As a globetrotting educator for Orly International and Develop 10, cover tech Elsbeth Grutter-Schutz is able to stay up to date with what’s going on in the worldwide nail care industry.
Elsbeth Grutter-Schutz, a part-time nail technician at Michael Edwards Day Spa and Salon in Villa Park, Calif., is getting the chance to see the world and share valuable information with diverse cultures. As a globetrotting educator for Orly International and Develop 10 she is able to stay up to date with what’s going on in the worldwide nail care industry.
Her secret to success overseas begins with “having the ability to deal with different cultures and understand their way of thinking,” she says. “For example, selling strategies for salon owners and nail technicians in some countries may differ from those in the U.S. I’ve found that a low-key sales pitch using persuasion — not pressure, works best.”
During her most recent overseas trip to a conference on nail, hair, and skin care in the Dominican Republic, Grutter-Schutz found a tremendous hunger for knowledge and education among nail technicians there. She says, “Natural nail care is really starting to grow in the; Dominican Republic. I think it’s because natural nail care products have greatly improved.”
Grutter-Schutz believes that natural nails are the focus of the international nail industry partly because they are much more affordable for clients. In her homeland of Switzerland, Grutter-Schutz says the price for a full set of acrylic nails ranges from the U.S. equivalent of $100-$200, depending on the area, while a natural nail manicure costs $25-$30. “Right now, there is not enough competition to lower the prices,” she says.

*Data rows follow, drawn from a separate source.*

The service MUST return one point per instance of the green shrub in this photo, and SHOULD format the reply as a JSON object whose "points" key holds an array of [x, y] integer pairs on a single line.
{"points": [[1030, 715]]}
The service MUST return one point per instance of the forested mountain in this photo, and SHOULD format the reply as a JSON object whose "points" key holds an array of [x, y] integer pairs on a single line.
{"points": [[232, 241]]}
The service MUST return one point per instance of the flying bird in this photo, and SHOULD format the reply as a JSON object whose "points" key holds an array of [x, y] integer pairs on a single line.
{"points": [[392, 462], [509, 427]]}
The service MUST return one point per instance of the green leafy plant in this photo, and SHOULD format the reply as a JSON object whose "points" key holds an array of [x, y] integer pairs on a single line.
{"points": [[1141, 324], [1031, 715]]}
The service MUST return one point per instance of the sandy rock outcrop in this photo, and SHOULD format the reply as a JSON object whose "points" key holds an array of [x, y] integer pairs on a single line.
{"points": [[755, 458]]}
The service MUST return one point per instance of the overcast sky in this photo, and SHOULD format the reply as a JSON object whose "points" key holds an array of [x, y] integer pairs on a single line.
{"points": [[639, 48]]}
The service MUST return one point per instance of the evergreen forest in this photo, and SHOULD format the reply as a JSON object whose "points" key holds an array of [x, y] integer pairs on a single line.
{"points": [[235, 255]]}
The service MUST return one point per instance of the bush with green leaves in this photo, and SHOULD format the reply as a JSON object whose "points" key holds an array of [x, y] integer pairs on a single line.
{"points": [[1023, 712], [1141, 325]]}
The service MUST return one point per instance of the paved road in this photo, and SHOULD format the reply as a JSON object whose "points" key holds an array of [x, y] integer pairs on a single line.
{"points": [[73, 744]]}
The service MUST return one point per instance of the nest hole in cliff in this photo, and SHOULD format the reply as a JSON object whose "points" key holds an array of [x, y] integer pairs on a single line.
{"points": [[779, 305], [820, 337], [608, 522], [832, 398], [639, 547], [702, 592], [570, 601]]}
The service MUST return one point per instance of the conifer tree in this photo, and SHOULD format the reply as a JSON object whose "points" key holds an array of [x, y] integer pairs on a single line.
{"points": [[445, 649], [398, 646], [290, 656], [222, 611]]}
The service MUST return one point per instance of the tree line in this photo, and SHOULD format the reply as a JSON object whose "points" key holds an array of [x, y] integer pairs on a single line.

Prices for artificial nails are also very high in Japan, says Grutter-Schutz, who has traveled there seven times as an educator. She has seen the growth in natural nails there too. She has also traveled to Israel, where she says there is a tremendous demand for natural nail care products, noting that Israeli women expend a great deal of effort on their beauty, especially for their face and hands.
Next on her agenda are visits to Finland and Russia. In the meantime, she keeps busy doing nails and tending to her hobbies — cartoon drawing and oil portrait painting. Her passion for art led her to a part-time job at Disneyland last summer painting portraits in New Orleans Square.
Her next portrait model? “President Clinton,” she says with a laugh. But until her work of art hangs in the White House, Grutter-Schutz’s goal as a nail technician is to continue delivering quality work in everything she does.